Lets look at the next four quintiles.
Quintile 4
# Ratings Range 1,197,745 to 2,872,053 |
# of Movies | # “Really Like” Movies | % “Really Like” Movies | Proj. Avg. Rating All Sites | My Avg Rating | My Rating to Proj. Rating Diff. |
Movies Seen More than Once | 107 | 85 | 79% | 8.3 | 8.3 | 0.1 |
Movies Seen Once | 291 | 100 | 34% | 7.1 | 6.4 | -0.7 |
All Movies in Range | 398 | 185 | 46% | 7.4 | 6.9 |
Quintile 3
# Ratings Range 516,040 to 1,197,745 |
# of Movies | # “Really Like” Movies | % “Really Like” Movies | Proj. Avg. Rating All Sites | My Avg Rating | My Rating to Proj. Rating Diff. |
Movies Seen More than Once | 122 | 93 | 76% | 7.8 | 8.0 | 0.2 |
Movies Seen Once | 278 | 102 | 37% | 7.1 | 6.6 | -0.6 |
All Movies in Range | 400 | 195 | 49% | 7.3 | 7.0 | |
Quintile 2
# Ratings Range 179,456 to 516,040 |
# of Movies | # “Really Like” Movies | % “Really Like” Movies | Proj. Avg. Rating All Sites | My Avg Rating | My Rating to Proj. Rating Diff. |
Movies Seen More than Once | 66 | 46 | 70% | 7.4 | 7.5 | 0.2 |
Movies Seen Once | 332 | 134 | 40% | 7.0 | 6.4 | -0.6 |
All Movies in Range | 398 | 180 | 45% | 7.1 | 6.6 | |
Quintile 1
# Ratings Range < 179,456 |
# of Movies | # “Really Like” Movies | % “Really Like” Movies | Proj. Avg. Rating All Sites | My Avg Rating | My Rating to Proj. Rating Diff. |
Movies Seen More than Once | 43 | 31 | 72% | 7.0 | 7.5 | 0.5 |
Movies Seen Once | 355 | 136 | 38% | 6.9 | 6.2 | -0.7 |
All Movies in Range | 398 | 167 | 42% | 6.9 | 6.4 |
Look at the progression of the algorithm projections as the quintiles get smaller. The gap between the movies seen more than once and those seen only once narrows as the number of ratings gets smaller. Notice that the difference between my ratings and the projected ratings for Movies Seen Once is fairly constant for all quintiles, either -0.6 or -0.7. But for the Movies Seen More than Once, the difference grows positively as the number of ratings gets smaller. This suggests that, for Movies Seen More than Once, the higher than expected ratings I give movies in Quintiles 1 & 2 are primarily driven by my memory of the movies rather than the algorithm.
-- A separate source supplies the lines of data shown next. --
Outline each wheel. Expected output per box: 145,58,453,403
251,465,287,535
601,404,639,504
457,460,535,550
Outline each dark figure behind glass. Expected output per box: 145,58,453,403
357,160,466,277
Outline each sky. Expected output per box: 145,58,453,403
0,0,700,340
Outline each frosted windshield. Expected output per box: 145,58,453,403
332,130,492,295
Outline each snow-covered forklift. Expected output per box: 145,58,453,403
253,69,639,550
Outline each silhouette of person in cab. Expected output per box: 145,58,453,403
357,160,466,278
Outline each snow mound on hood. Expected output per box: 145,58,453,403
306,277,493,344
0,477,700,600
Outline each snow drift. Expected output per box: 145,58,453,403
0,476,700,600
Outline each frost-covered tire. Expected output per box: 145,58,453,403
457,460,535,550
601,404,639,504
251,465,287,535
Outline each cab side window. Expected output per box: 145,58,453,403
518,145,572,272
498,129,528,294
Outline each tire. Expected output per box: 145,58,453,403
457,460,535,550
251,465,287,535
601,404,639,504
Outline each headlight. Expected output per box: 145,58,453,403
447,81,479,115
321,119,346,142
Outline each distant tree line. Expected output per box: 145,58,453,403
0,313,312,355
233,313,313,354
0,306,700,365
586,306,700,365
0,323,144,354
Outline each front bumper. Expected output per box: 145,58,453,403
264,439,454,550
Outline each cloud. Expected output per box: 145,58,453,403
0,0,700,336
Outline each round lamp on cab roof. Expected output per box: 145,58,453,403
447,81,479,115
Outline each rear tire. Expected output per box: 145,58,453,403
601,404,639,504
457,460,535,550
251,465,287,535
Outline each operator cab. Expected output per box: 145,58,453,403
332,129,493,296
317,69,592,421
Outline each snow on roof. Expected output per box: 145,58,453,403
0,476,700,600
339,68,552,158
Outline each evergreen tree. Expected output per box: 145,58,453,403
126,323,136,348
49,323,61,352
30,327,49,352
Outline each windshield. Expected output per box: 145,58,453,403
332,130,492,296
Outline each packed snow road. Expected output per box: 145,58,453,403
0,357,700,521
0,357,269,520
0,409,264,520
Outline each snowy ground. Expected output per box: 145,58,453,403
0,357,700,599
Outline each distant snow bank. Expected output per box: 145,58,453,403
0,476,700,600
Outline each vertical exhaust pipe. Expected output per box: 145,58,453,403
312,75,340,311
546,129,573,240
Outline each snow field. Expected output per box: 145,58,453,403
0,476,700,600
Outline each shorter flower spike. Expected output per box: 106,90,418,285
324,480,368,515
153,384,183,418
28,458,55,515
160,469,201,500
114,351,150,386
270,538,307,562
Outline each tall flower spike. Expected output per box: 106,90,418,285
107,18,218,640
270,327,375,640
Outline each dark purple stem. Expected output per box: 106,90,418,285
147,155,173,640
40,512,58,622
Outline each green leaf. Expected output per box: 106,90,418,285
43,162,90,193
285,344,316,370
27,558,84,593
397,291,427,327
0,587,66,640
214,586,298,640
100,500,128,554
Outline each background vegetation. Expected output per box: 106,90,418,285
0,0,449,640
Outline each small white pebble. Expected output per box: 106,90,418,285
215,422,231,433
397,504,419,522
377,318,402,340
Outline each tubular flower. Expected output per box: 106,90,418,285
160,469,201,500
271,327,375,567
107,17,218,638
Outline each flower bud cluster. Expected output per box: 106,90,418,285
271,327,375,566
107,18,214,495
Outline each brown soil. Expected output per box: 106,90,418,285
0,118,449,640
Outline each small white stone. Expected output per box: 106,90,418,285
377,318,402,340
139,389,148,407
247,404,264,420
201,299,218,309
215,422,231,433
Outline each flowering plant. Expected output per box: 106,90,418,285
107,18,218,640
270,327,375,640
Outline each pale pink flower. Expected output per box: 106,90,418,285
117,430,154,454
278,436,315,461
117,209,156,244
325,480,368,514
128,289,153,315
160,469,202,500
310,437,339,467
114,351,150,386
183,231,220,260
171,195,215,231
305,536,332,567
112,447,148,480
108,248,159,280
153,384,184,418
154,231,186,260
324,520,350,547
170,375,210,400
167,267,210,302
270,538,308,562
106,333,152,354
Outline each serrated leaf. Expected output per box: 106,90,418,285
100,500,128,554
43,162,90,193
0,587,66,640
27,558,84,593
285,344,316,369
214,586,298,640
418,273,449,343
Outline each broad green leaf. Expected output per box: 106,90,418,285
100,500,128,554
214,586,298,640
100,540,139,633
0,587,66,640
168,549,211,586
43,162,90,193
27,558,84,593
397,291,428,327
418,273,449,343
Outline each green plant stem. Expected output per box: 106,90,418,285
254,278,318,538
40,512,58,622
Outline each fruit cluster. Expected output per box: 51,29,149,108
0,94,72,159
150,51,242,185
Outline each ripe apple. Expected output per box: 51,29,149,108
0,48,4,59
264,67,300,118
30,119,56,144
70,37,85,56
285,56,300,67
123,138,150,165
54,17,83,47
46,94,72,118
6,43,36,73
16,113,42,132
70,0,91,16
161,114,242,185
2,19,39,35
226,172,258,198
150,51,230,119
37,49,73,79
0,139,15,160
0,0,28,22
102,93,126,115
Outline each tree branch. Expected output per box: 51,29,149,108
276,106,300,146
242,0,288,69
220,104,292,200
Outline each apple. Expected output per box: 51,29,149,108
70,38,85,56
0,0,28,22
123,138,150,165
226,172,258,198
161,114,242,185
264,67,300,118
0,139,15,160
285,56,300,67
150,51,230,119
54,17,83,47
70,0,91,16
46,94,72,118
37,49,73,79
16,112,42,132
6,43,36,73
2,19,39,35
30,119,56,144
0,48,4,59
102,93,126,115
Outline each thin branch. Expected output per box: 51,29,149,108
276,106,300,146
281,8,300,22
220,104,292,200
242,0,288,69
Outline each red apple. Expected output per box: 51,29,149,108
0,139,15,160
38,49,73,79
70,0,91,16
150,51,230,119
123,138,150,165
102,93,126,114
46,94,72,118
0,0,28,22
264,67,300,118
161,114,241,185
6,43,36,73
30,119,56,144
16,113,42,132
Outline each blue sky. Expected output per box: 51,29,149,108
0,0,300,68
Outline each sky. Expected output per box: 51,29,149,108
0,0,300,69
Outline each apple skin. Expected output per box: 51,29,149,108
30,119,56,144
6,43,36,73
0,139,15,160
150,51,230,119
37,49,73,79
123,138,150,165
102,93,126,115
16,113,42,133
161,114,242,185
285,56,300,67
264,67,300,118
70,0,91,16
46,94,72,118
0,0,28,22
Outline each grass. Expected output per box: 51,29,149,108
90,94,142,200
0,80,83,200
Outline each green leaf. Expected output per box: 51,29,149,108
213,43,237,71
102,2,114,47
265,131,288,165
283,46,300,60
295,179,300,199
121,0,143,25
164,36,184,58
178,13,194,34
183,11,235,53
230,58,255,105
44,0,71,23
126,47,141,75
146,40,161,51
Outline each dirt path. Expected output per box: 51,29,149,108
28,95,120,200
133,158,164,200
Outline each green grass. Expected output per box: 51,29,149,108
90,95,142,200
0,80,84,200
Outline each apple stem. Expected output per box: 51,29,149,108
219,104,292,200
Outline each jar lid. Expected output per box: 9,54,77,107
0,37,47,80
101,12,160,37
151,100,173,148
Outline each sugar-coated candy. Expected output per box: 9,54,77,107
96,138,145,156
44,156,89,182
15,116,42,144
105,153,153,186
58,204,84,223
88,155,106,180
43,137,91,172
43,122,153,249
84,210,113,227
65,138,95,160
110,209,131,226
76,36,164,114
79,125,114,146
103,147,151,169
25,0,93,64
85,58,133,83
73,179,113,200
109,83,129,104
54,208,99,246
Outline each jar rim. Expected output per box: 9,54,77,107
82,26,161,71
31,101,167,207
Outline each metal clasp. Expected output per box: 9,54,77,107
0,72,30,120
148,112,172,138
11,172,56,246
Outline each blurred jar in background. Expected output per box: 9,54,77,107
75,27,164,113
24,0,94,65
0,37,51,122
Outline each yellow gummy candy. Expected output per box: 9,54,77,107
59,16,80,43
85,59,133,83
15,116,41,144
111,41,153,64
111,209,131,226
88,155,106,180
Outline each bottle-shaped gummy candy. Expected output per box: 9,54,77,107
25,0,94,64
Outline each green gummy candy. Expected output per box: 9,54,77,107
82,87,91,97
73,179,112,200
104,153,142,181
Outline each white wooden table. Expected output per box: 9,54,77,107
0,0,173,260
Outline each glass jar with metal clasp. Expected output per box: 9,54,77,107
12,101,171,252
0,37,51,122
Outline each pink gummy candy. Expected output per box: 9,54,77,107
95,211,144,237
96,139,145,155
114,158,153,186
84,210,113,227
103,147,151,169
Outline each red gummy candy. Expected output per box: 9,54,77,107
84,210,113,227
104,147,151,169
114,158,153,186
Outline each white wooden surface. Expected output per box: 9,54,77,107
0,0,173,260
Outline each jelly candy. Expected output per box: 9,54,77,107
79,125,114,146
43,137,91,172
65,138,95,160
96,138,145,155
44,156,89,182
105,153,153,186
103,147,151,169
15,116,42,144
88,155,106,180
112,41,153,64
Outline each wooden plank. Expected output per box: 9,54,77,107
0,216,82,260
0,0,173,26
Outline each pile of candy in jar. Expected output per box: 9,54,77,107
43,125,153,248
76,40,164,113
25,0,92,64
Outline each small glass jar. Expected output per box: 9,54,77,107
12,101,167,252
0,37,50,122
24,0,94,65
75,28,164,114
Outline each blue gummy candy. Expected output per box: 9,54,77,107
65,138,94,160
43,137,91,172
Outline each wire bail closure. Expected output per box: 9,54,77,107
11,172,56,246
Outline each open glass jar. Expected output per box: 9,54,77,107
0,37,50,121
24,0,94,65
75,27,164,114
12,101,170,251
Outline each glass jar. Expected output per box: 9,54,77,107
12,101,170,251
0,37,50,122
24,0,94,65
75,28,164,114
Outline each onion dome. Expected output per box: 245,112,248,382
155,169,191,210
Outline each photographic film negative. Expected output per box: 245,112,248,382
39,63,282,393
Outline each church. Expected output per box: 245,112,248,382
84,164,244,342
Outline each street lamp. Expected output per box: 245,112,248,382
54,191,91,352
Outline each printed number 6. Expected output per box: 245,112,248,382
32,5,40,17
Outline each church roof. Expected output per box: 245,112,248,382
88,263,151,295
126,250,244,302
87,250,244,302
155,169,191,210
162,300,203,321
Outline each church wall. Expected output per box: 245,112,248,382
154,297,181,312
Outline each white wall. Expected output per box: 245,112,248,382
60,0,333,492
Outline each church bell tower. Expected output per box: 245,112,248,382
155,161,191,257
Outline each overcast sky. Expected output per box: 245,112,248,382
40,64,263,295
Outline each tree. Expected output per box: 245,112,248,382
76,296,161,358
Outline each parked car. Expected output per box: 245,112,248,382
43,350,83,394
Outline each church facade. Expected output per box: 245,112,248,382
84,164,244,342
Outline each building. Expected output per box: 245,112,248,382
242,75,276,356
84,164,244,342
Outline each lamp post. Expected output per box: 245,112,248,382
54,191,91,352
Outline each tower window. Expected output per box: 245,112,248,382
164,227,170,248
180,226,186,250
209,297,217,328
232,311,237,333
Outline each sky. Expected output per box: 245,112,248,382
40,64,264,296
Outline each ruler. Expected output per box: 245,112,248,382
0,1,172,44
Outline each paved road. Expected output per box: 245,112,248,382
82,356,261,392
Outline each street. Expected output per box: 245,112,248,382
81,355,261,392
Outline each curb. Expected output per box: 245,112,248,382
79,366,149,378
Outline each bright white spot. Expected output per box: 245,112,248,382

What does this mean for my top ten never before seen movies listed above? All of the top ten is either in Quintiles 1 or 2. As they grow into the higher quintiles some may emerge with higher “really like” probabilities. Certainly, Star Trek Beyond, which is only 7 months old, can be expected to grow into the higher quintiles. But, what about Splendor in the Grass which was released in 1961 and, at 55 years old, might not move into Quintile 3 until another 55 years pass.
It suggests that another secondary movie quality indicator is needed that is separate from the movie recommender sites already in use. It sounds like I’ve just added another project to my 2017 “really like” project list.